The press and guests gathered around the podium with the two billionaires in front, and the rocket in the background.  
 
“Five, Four, Three, Two, One…Ignition.”  The sleek rocket lifted off from its mobile launcher, climbing at first slowly, and then faster into the air on a pillar of flame, and impressive rumble in the distance.”
 
Venzer began, “Ladies and gentlemen, as you know Dezan Trusk and myself have long shared the dream of going to Mars.”
 
So that is what this was about thought Admiral Leary.
 

Trusk continued, “We would like to announce that this will be the first ever privately funded probe to Mars.”  He paused for a moment to let this sink in with the press.

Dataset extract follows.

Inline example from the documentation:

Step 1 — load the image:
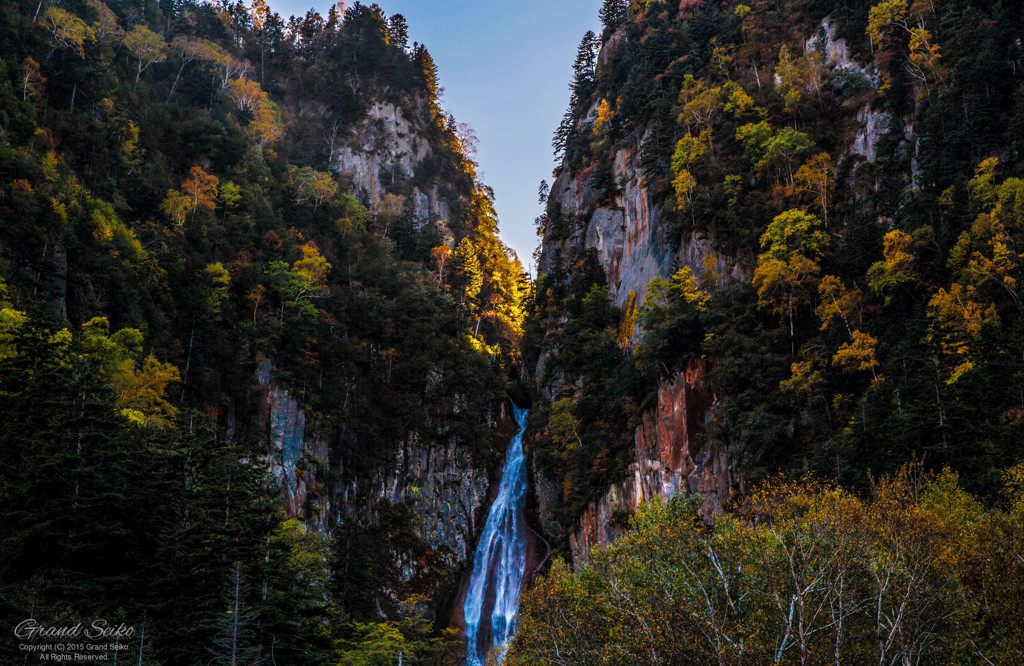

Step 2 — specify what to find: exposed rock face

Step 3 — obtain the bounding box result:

“But,” said Venzer, “this is not just an ordinary probe.  As you know, Mars is a lifeless world, and presently, completely unsuitable for human life.  As the leading synthetic biology company,”
 
Leary suddenly got a sick feeling in his stomach, and a panicked feeling.  Turning to his aid, indicated for him to dial the Aegis immediately.
 
“… we have spent the last several years custom creating microbes that we think can survive, and begin terraforming Mars.”
 
Leary grabbed the Satphone, “Shoot it down, shoot it down, shoot it down.”
 
But it was too late, the probe was already outside of the window, and on its way to Mars.
 
Months later, despite repeated injunctions from various groups to block the signal, the NASA administrator and Presidential Science Advisor watched in morbid fascination as the probe returned its dazzling HD video, dispensing its atmospheric aerosol bomblets to seed both poles with radiation resistant microbes tailor-made to live in Mars’ arid climate, self-replicate, change the albedo of the martial poles to release water, and pump out ever increasing amounts of super greenhouse gasses.  Venzer’s team had sent a great variety, a complete eco-system that within a generation or two would completely adapt themselves to their new environment, becoming fully Martians, and within a few more would have also adapted Mars to them as well.
 
“Those smug bastards!  Years of ethical adherence to planetary protection protocols, and these cowboys just decide on their own to make an entire planet their experiment.  I want to see them behind bars.”
 
“Is there even a crime we can charge them with?”
 
A year later it was confirmed that Venzer’s elite team of synbiologists had done their job.  New pictures returned from the probe showed clear signs of dark colonies of life living on the poles.  
 
Sitting in the International Criminal Court, Venzer marveled again to see the stunning images, wildly successful beyond his dreams.  He smiled as the prosecutor left the images of his “planetary genocide.”  Glass half empty kind of guy…. He let them remain on the screen as Venzer took the stand in his own defense:
 
“It is in the nature of life to spread; to seek new niches; to find a way.  We know not whether life exists elsewhere in the universe, but if it does not, it is our job to spread it, to better its chances of survival against a hostile universe; to help procreate our biosphere.  Today is a triumph.  Today life has spread to another world.  The Earth has begun to procreate and man has been her agent.  Humanity has become the gametes of Gaia.”